First there was the little plane (AKA puddle jumper). I love them as you get to fly low which is great for taking photos. Admittedly, the first time in 2009, both me and my traveling partner were a little nervous, but once we were up in the air, turbulence free, I knew everything would be okay. I’ve now been on over 20 flights and each one has been just as easy as the first. Thus far, my favorite airport to fly into and out of is Tambor (see video below to learn why!). And my new goal is to fly into every airport that the two domestic airlines fly to in Costa Rica, Panama and Nicaragua…I’m about halfway to reaching the goal right now!
On my second day at Latitude 10, Maricela (one of the hotel’s team members), her seven-year old daughter and I went horseback riding. I grew up around horses but the last time I was on one was about 12 years ago in Mexico. No matter what they say, it is not just like riding a bike. It wasn’t so much that I was afraid, it was just an issue of letting go of control (which is so difficult for me to do). And of course, I got the crazy horse, Pedro, who did whatever he wanted. He’d stop when he wanted to, trot when he wanted to, eat when he wanted to…He also didn’t seem to like some of the steep, rocky terrain we had to descend to get through the jungle and to the beach. Although he loved the river as I’m sure it helped him cool off.
The next day, Pablo (another hotel team member) and I went on the Sun Trails Canopy Tour. If you’ve read my book, you know that I’m terrified of heights. So careening down a cable a few hundred feet above the ground made me just slightly panic stricken. This wasn’t my first time ziplining but it’s still scary. Two girls who were staying nearby and going through a month long yoga teacher training joined us but somehow I was nominated to go first. I would say that for the first three cables, my legs wouldn’t stop shaking and I could feel my heart pounding like it wanted to pop out of my chest. At one point, Pablo asked me, “did you see the river?”. I told him no, I was really just trying to look ahead and remember everything I was supposed to do – feet crossed, knees up, face forward, brake 20 feet before the next platform, don’t brake beforehand (or you’ll end up in the middle of the cable, have to spin around and pull yourself to the next platform with your arms). He told me I needed to look down and experience the beautiful view. I really just wanted to make sure I made it to the next platform.

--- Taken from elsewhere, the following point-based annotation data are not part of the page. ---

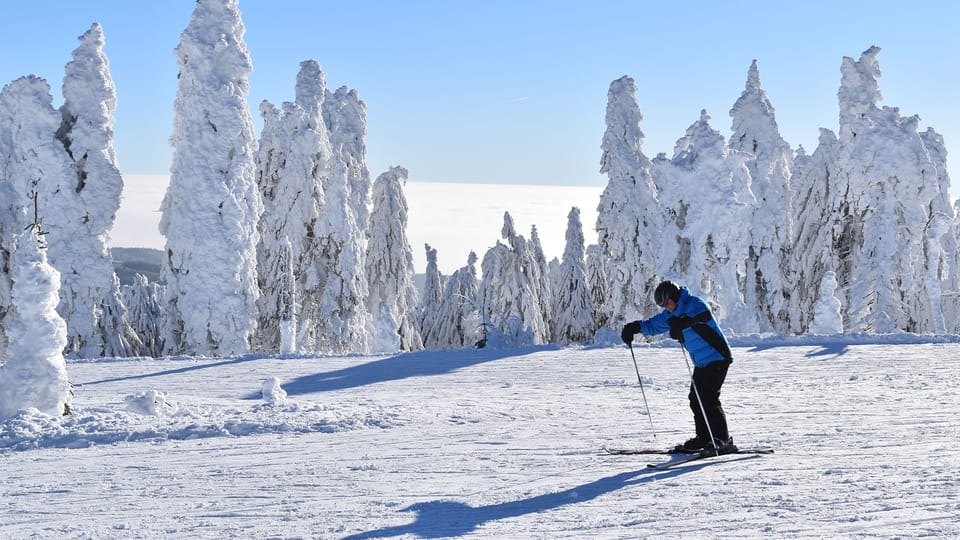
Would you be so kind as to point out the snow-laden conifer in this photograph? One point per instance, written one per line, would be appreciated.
(35, 373)
(393, 298)
(211, 208)
(629, 220)
(817, 199)
(9, 230)
(705, 189)
(573, 302)
(597, 280)
(457, 321)
(293, 163)
(427, 318)
(343, 321)
(827, 318)
(941, 243)
(45, 183)
(144, 302)
(889, 180)
(540, 280)
(90, 300)
(755, 133)
(508, 295)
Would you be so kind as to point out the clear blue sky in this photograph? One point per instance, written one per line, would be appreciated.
(514, 91)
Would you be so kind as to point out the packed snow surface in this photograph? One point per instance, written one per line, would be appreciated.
(493, 444)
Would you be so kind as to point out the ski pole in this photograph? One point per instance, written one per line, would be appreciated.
(642, 393)
(696, 392)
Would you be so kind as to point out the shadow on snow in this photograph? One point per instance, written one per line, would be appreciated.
(439, 519)
(401, 366)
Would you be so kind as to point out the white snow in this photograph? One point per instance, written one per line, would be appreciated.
(495, 444)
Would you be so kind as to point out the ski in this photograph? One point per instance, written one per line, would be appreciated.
(633, 451)
(687, 458)
(648, 451)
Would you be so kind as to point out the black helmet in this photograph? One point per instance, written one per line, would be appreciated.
(666, 289)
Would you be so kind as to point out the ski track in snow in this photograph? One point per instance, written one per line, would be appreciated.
(493, 444)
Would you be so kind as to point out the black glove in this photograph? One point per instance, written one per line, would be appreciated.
(628, 331)
(677, 324)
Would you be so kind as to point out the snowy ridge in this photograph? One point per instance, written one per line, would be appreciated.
(30, 429)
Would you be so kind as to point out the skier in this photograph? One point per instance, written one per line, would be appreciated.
(688, 320)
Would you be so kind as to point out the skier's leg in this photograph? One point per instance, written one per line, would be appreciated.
(709, 381)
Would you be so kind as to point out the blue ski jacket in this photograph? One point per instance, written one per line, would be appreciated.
(701, 351)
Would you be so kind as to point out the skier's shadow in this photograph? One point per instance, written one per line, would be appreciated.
(402, 366)
(439, 519)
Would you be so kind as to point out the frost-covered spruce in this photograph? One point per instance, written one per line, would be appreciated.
(945, 224)
(705, 189)
(756, 134)
(35, 373)
(599, 290)
(817, 199)
(573, 302)
(508, 296)
(293, 163)
(144, 302)
(457, 320)
(393, 298)
(889, 181)
(211, 208)
(343, 322)
(827, 318)
(539, 272)
(629, 218)
(90, 300)
(36, 164)
(9, 229)
(428, 311)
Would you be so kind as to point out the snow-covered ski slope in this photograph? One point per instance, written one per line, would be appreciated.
(493, 444)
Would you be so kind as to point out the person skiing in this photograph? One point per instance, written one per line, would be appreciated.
(688, 320)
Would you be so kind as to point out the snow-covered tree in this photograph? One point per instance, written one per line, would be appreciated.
(827, 318)
(889, 180)
(599, 290)
(9, 230)
(940, 239)
(45, 182)
(573, 302)
(393, 296)
(508, 293)
(293, 163)
(427, 314)
(705, 189)
(540, 279)
(817, 199)
(457, 323)
(755, 133)
(35, 373)
(629, 220)
(344, 323)
(144, 302)
(212, 206)
(90, 294)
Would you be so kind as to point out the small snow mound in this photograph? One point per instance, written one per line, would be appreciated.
(149, 403)
(272, 393)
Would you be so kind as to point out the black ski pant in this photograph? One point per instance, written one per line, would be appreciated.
(708, 380)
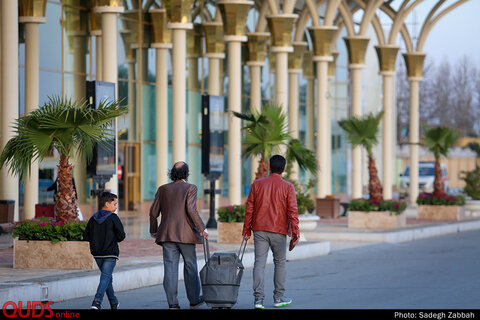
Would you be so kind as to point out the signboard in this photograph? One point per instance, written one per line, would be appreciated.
(103, 157)
(213, 130)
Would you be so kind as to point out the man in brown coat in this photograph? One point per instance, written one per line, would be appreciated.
(180, 229)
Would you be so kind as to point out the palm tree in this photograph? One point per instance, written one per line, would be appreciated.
(266, 133)
(363, 132)
(68, 127)
(439, 140)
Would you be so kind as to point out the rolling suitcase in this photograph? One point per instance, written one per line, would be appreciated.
(221, 276)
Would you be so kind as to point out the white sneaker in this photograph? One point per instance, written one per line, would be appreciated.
(283, 301)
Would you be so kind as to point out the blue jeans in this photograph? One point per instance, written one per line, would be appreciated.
(106, 266)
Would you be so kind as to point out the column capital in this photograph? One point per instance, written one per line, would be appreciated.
(357, 47)
(387, 57)
(281, 27)
(234, 16)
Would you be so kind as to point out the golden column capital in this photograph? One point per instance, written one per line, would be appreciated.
(234, 16)
(387, 57)
(308, 65)
(161, 35)
(332, 65)
(281, 27)
(32, 11)
(178, 13)
(214, 44)
(257, 44)
(295, 58)
(357, 47)
(194, 41)
(414, 62)
(134, 23)
(322, 37)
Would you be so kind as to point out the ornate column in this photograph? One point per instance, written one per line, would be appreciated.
(387, 56)
(356, 47)
(178, 13)
(9, 97)
(295, 60)
(234, 16)
(414, 62)
(215, 52)
(322, 40)
(281, 27)
(257, 42)
(32, 13)
(109, 9)
(161, 41)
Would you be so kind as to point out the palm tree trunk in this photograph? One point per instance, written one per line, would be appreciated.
(374, 186)
(438, 183)
(65, 201)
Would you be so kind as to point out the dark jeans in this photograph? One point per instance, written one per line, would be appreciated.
(171, 257)
(106, 266)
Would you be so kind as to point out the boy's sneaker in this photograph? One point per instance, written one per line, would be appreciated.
(259, 304)
(97, 305)
(283, 301)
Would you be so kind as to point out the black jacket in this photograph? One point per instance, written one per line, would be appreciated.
(104, 231)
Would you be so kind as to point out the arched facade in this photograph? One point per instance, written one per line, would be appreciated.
(163, 55)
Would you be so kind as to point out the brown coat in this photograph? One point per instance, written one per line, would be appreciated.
(180, 221)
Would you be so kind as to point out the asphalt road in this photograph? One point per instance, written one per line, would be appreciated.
(436, 273)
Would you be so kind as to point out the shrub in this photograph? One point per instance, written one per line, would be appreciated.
(394, 206)
(48, 229)
(441, 200)
(231, 213)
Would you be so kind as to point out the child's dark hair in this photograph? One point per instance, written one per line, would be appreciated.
(105, 197)
(179, 171)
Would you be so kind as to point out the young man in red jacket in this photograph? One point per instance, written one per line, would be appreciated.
(271, 213)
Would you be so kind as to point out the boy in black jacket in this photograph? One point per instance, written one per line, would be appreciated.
(104, 230)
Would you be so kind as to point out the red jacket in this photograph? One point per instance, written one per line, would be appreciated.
(271, 206)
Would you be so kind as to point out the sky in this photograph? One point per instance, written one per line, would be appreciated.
(456, 34)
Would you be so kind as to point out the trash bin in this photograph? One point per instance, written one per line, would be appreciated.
(7, 208)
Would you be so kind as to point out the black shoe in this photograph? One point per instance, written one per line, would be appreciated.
(195, 306)
(97, 305)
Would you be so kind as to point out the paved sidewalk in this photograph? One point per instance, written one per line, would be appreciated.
(140, 262)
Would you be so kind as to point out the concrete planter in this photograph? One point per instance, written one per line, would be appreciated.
(376, 220)
(230, 232)
(431, 212)
(472, 208)
(29, 254)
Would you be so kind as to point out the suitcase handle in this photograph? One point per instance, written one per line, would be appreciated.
(206, 250)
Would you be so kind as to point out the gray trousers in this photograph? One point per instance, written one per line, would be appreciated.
(171, 257)
(264, 241)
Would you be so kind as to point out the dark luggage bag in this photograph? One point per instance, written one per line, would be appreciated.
(221, 276)
(45, 210)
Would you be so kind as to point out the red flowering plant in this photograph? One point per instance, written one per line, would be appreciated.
(440, 200)
(394, 206)
(231, 213)
(49, 230)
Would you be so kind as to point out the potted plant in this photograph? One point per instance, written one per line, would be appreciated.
(68, 127)
(230, 223)
(375, 212)
(438, 205)
(52, 244)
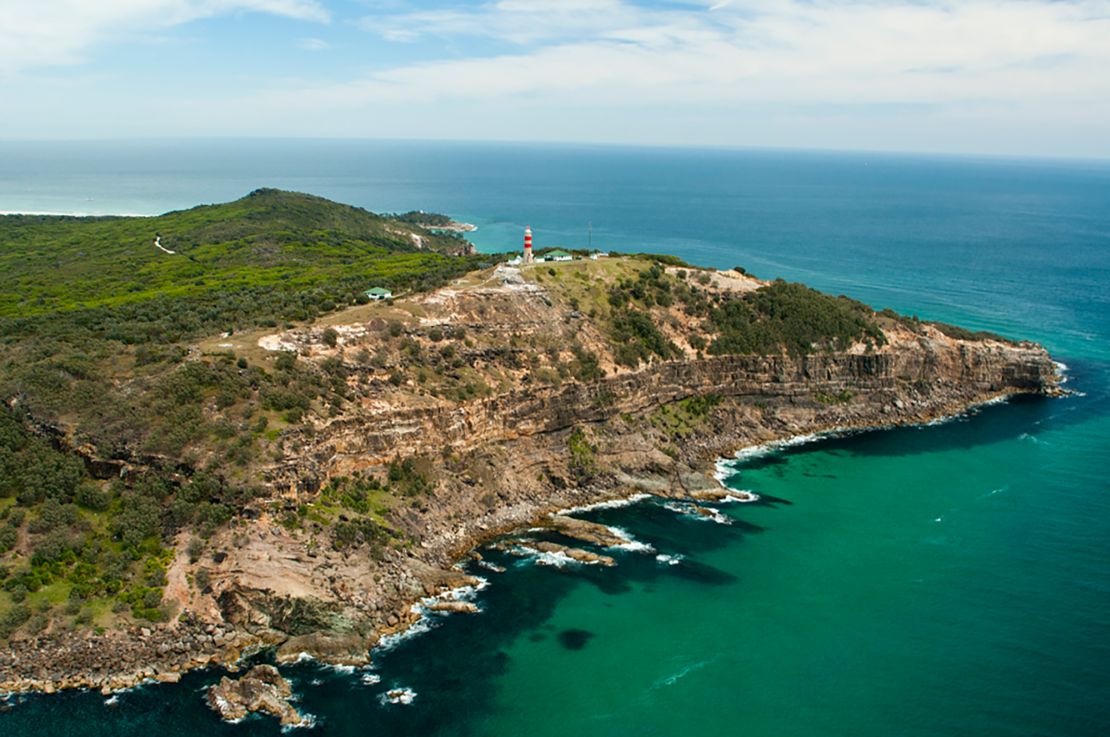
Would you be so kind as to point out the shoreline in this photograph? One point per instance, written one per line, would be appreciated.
(236, 644)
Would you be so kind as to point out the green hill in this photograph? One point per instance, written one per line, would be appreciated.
(246, 250)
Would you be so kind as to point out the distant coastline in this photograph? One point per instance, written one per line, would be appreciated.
(76, 214)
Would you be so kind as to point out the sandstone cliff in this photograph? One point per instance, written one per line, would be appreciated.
(531, 442)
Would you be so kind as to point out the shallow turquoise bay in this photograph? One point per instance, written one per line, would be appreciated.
(950, 579)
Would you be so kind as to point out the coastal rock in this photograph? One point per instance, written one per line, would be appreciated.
(453, 605)
(325, 647)
(262, 689)
(587, 532)
(572, 553)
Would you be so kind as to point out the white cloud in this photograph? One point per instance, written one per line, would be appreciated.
(50, 32)
(785, 52)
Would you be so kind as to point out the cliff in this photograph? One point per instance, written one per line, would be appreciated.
(485, 406)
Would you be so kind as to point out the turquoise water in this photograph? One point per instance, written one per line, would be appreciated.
(951, 579)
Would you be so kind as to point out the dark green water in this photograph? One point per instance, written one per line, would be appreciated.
(951, 579)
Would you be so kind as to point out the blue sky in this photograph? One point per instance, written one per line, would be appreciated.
(1015, 77)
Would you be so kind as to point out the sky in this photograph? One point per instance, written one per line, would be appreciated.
(991, 77)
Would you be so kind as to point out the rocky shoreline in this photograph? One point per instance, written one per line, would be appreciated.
(389, 593)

But eventually the fear subsided and I did have the opportunity to check out the awesome view. From some of the cables, we could see the Golfo Nicoya and below us was a massive canopy of trees. About halfway through, we removed our helmets and gear and hiked down to a waterfall that was refreshing….It was also nice to feel my feet on solid ground again. The last cable of the morning was the longest – 300 meters long or almost 1,000 feet.
We drove through a few rivers both to get to the horses and to the canopy tour which, as long as I’m not driving, is always exhilarating as well.
Just like with surfing last year, sometimes you have to let go of control, although I’m learning that after being on a horse and dangling from a cable, I really do prefer to have my feet on solid ground.